Firstly, we have dollar weakness in the DXY, which can only mean one thing. That’s right if the dollar goes down, it requires more dollars to purchase assets such as Bitcoin and stocks. Inevitably, a weak dollar causes Crypto and stocks to rally, by default. Looking at the graph below suggests that the dollar could be about to experience some short-term relief.
Secondly, I addressed tax harvesting in a recent article. This activity usually takes place in January. This implies that sell pressure can increase somewhat during the initial stages of January. However, reduced pressure, once investors have sold their assets will aid to promote upside momentum.
Then there is the case of the CPI print. Coming in on target was a bullish scenario, which helped to kick off this rally. So, in summary: A bullish CPI print is further enhanced by reduced selling pressure from an end to tax harvesting, as well as a collapse in the dollar index. This created the perfect storm to usher in a strong move to the upside. It is important to bear in mind that the stock market benefits equally as much in such a scenario.
Will This Move Be Sustainable?
Isn’t this the most important question? Premature short positions could be fatal if the price were to continue higher. So, what are the hints that the market is currently offering those who know what to look for? One of the most important factors is the stock market. The S&P has now once again moved up to the long-term downward-sloping resistance.

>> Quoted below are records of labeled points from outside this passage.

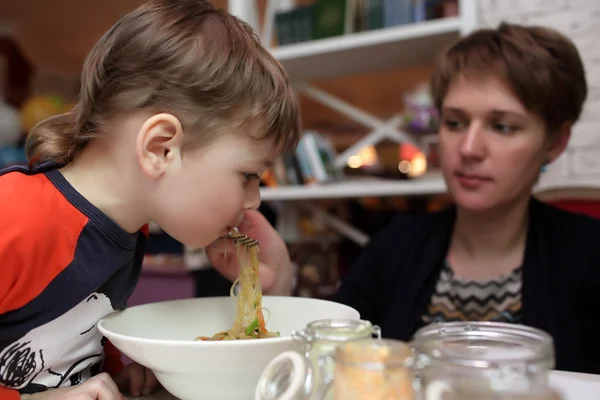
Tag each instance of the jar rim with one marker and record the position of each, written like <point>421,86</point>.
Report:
<point>316,328</point>
<point>519,344</point>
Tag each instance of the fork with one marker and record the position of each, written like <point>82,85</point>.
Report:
<point>244,240</point>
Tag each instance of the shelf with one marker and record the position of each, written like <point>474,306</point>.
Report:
<point>371,51</point>
<point>356,188</point>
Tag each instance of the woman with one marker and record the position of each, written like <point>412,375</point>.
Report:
<point>508,99</point>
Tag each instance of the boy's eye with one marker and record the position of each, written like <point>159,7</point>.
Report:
<point>250,176</point>
<point>453,124</point>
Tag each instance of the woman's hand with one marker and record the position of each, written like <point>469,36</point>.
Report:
<point>275,265</point>
<point>99,387</point>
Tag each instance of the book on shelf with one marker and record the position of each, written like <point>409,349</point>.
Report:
<point>330,18</point>
<point>311,162</point>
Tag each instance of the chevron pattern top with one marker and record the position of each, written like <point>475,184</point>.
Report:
<point>456,299</point>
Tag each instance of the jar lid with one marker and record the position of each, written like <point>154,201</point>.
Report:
<point>484,344</point>
<point>286,377</point>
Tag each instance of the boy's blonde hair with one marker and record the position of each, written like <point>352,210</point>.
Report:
<point>183,57</point>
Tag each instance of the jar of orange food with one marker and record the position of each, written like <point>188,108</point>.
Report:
<point>308,375</point>
<point>373,370</point>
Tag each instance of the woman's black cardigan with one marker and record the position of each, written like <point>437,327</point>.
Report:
<point>392,282</point>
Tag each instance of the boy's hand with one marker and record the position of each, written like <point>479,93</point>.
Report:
<point>275,265</point>
<point>100,387</point>
<point>136,380</point>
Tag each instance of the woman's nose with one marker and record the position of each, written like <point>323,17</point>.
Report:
<point>473,142</point>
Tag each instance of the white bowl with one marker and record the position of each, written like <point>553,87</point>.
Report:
<point>161,336</point>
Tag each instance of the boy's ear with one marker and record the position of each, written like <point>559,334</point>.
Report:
<point>158,144</point>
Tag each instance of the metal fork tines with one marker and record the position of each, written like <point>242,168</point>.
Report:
<point>244,240</point>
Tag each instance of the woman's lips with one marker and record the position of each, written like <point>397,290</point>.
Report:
<point>471,181</point>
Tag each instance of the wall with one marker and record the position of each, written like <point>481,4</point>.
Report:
<point>579,166</point>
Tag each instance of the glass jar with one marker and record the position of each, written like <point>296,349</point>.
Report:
<point>491,359</point>
<point>373,370</point>
<point>295,376</point>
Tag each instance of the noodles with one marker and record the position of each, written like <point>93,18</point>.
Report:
<point>249,320</point>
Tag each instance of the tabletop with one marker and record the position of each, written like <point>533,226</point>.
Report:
<point>571,385</point>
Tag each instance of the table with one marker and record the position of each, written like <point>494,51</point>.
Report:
<point>572,386</point>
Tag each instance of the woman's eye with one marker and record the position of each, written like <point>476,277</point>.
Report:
<point>250,176</point>
<point>503,128</point>
<point>453,125</point>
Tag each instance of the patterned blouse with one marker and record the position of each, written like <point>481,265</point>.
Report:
<point>457,299</point>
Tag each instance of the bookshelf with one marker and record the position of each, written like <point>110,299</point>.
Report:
<point>356,188</point>
<point>371,51</point>
<point>363,52</point>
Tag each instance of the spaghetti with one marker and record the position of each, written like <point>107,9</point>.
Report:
<point>249,321</point>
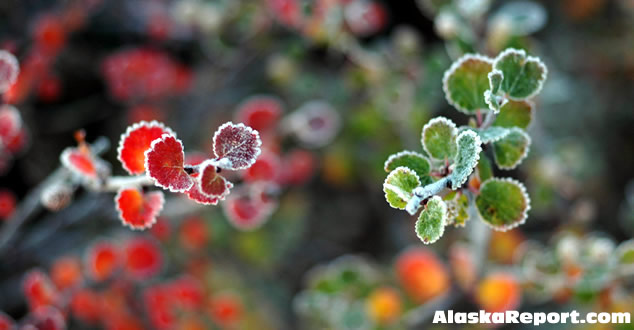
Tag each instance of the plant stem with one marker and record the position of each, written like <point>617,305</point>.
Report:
<point>422,193</point>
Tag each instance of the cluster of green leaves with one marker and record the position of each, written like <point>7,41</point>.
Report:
<point>498,90</point>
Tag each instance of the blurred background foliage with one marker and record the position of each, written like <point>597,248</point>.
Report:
<point>380,68</point>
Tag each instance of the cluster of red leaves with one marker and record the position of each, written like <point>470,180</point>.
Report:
<point>68,287</point>
<point>153,149</point>
<point>361,17</point>
<point>13,133</point>
<point>144,74</point>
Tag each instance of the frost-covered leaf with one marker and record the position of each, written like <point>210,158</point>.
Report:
<point>135,141</point>
<point>211,183</point>
<point>164,164</point>
<point>469,146</point>
<point>412,160</point>
<point>439,138</point>
<point>138,210</point>
<point>431,223</point>
<point>485,170</point>
<point>492,134</point>
<point>503,204</point>
<point>523,75</point>
<point>512,149</point>
<point>466,81</point>
<point>457,208</point>
<point>398,186</point>
<point>237,146</point>
<point>9,70</point>
<point>514,114</point>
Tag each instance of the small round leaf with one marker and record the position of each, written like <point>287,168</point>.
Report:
<point>431,223</point>
<point>511,150</point>
<point>523,75</point>
<point>465,82</point>
<point>412,160</point>
<point>503,204</point>
<point>398,186</point>
<point>514,114</point>
<point>438,138</point>
<point>469,147</point>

This resistance needs to be flipped into support if we wish to see continuation for the S&P. This also means that what takes place over the weekend is now even less significant than usual. If the S&P fails to conquer this level, prices will slip. This will inevitably have a negative impact on Crypto. I still believe that a strong decoupling from stocks will eventually come. However, you can only factor that in once it actually happens.
Bitcoin is currently trading above the 200 EMA, which is rather bullish. However, a weekly close above this level is required in order to provide a continuation to the upside. That being said, even that is not a guarantee, as Bitcoin has closed weekly candles above important levels before, only to later lose the newly acquired ground. However, a positive close will usually be accompanied by even a short-term pump.
In the short term, the volume appears reasonably healthy. However, zoom out a bit and there is a bearish divergence at play: Price is appreciating, while the volume is diminishing. If you are not in a trade, now might not be the best time to enter a new position.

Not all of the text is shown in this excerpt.